Stocks have done very well this month, pushing the major equity indices into overbought territory. Several other metrics are extended but not extreme. This should give the bulls an opportunity to continue to ride the momentum, but can they pull it off? For starters, they will have to fight off the volatility index that currently sits at five-month support, which likely holds.
November has been phenomenal for stocks. With four sessions to go, the month has produced a return of 8.7 percent in the S&P 500. This has come after three months of decline. The large cap index tagged 4607 on July 27th and headed lower in the next three months, bottoming on October 27th at 4104.
Earlier, between the all-time high of 4819 reached in January last year and the low of 3492 in October last year, the index tumbled 27.5 percent. Through last Friday’s high, just under 81 percent of that decline has been retraced.
The S&P 500 closed last week 5.7 percent from its record high. For the week, it rallied one percent to 4559. This was the fourth consecutive weekly rise. The July high is one percent away. More important, the index sits just under a falling trendline from the January 2022 high (Chart 1). A breakout here can hurriedly result in a test of the July high. Should that happen, the index gets pushed deeper into overbought territory.
The daily RSI entered the 70s on Monday and remained there throughout last week. The last time this metric has been this strong was in July, which is when the S&P 500 began its three-month decline.

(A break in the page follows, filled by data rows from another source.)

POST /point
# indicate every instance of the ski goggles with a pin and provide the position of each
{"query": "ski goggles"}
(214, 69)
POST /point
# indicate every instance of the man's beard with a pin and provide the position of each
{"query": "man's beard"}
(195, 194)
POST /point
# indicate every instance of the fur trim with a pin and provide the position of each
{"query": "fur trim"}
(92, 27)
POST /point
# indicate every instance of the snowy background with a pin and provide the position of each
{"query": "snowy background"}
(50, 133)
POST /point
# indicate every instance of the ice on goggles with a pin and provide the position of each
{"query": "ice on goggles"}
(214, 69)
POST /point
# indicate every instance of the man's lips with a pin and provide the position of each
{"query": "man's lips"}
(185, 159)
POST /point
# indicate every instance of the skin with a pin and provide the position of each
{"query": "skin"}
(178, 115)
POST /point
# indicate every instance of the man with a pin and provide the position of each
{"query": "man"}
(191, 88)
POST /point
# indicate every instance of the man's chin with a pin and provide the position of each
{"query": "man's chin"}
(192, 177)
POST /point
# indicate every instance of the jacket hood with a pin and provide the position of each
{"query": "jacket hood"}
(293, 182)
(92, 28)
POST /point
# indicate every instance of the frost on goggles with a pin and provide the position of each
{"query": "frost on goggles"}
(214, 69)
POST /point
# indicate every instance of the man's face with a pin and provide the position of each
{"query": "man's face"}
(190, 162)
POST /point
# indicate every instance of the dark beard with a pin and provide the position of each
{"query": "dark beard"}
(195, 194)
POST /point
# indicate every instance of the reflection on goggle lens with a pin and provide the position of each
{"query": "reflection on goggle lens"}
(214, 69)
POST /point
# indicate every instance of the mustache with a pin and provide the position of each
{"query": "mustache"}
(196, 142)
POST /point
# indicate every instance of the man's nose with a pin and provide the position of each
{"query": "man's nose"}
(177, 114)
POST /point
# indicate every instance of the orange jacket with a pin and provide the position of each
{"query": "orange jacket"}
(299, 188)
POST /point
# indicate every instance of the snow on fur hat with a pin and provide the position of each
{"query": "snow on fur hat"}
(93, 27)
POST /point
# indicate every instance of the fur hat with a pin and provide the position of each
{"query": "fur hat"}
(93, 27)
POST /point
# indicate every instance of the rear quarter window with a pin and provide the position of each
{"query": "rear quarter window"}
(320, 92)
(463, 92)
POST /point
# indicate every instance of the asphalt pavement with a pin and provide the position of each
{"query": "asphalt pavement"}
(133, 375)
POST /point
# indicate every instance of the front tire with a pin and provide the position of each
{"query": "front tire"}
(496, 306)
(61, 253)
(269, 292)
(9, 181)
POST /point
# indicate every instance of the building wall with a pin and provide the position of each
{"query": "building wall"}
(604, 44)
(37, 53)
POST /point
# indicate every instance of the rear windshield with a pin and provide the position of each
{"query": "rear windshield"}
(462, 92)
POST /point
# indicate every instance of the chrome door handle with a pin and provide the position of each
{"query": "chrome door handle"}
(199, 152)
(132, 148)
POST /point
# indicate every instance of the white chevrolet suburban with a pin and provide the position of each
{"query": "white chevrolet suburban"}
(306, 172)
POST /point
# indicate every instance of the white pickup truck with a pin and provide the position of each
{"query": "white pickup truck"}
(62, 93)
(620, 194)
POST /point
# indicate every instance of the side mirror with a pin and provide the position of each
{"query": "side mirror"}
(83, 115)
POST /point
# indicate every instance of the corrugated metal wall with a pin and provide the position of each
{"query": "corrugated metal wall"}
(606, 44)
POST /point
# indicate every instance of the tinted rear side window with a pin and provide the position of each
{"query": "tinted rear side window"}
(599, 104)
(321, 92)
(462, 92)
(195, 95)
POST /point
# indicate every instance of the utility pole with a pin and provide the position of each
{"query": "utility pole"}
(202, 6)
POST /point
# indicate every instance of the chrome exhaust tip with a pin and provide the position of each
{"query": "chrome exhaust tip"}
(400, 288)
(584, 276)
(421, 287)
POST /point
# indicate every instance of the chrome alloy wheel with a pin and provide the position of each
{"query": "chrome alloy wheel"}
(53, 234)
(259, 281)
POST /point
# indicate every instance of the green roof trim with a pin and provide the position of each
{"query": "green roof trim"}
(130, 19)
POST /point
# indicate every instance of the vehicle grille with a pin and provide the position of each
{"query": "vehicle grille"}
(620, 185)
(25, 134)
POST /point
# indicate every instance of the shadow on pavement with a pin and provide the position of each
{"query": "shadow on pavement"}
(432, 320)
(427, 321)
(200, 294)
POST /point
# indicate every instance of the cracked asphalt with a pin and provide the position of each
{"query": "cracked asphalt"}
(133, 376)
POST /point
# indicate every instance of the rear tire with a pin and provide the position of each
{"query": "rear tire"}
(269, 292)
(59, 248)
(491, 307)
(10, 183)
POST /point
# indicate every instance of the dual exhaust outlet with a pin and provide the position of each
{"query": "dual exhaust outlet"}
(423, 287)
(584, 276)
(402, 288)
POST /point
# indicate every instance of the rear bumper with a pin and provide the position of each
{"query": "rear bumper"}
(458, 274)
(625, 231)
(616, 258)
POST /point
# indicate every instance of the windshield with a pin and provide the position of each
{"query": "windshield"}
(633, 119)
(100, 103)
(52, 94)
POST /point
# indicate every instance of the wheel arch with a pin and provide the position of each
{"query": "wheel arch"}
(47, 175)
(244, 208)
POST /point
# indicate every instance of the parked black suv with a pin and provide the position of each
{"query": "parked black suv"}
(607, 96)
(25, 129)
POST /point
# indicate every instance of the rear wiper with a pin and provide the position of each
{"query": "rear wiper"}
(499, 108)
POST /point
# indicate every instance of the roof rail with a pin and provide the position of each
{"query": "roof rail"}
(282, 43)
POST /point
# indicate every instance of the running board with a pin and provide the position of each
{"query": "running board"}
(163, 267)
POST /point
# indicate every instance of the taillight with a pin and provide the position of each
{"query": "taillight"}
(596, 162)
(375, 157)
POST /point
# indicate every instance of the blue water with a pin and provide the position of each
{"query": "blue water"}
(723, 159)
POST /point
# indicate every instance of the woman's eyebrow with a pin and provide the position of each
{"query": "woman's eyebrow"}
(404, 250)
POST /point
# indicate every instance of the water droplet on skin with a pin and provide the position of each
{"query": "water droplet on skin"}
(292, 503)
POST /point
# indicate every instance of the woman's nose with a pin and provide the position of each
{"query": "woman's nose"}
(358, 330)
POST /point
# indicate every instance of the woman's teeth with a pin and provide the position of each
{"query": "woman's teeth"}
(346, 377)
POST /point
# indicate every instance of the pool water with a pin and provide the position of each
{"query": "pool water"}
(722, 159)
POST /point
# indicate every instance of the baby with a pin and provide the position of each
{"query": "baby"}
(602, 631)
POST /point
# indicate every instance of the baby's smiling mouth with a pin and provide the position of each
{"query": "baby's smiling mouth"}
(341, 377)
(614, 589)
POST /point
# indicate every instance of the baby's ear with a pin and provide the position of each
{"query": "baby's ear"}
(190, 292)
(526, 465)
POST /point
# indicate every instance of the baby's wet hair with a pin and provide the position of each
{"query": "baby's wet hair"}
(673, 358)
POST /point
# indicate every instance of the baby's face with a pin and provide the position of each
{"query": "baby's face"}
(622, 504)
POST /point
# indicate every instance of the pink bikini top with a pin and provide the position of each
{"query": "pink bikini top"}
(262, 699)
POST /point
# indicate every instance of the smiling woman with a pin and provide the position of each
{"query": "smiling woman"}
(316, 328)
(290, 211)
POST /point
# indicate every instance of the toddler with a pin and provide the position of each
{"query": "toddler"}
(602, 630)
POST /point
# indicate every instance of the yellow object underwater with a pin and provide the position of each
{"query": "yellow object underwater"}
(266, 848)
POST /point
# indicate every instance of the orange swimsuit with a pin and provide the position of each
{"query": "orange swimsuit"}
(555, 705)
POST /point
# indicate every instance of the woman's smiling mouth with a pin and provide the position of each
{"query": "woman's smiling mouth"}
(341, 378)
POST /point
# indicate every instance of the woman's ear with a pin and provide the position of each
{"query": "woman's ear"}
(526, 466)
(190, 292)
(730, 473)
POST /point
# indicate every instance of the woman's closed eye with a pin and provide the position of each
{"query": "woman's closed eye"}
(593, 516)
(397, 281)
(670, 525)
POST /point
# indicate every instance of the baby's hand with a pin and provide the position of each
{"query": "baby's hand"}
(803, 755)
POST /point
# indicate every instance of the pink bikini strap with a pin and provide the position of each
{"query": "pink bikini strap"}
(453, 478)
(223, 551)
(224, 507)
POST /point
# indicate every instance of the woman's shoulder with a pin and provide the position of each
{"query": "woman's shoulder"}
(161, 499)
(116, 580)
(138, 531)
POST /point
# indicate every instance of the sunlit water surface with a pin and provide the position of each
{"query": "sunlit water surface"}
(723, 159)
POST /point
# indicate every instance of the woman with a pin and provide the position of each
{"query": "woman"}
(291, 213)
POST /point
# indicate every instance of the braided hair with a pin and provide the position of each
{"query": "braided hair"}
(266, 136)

This could easily repeat this time. This is precisely how things evolved last year, with the S&P 500 bottoming in October and rallying until it peaked early December. That said, we are also in a seasonally strong period. Yes, the daily is extremely overbought, but nothing says it cannot remain that way for the foreseeable future. This is going to be a test of bulls’ mettle as to if they can continue to ride the momentum.
As of last Friday, 76 percent of the S&P 500 stocks were above their 50-day moving average. This is high but can continue higher in the right circumstances for the bulls. Historically, the metric tends to peak in the low-90s. In fact, this was where it was in July, when it printed 89.8 percent on the 24th, before heading lower.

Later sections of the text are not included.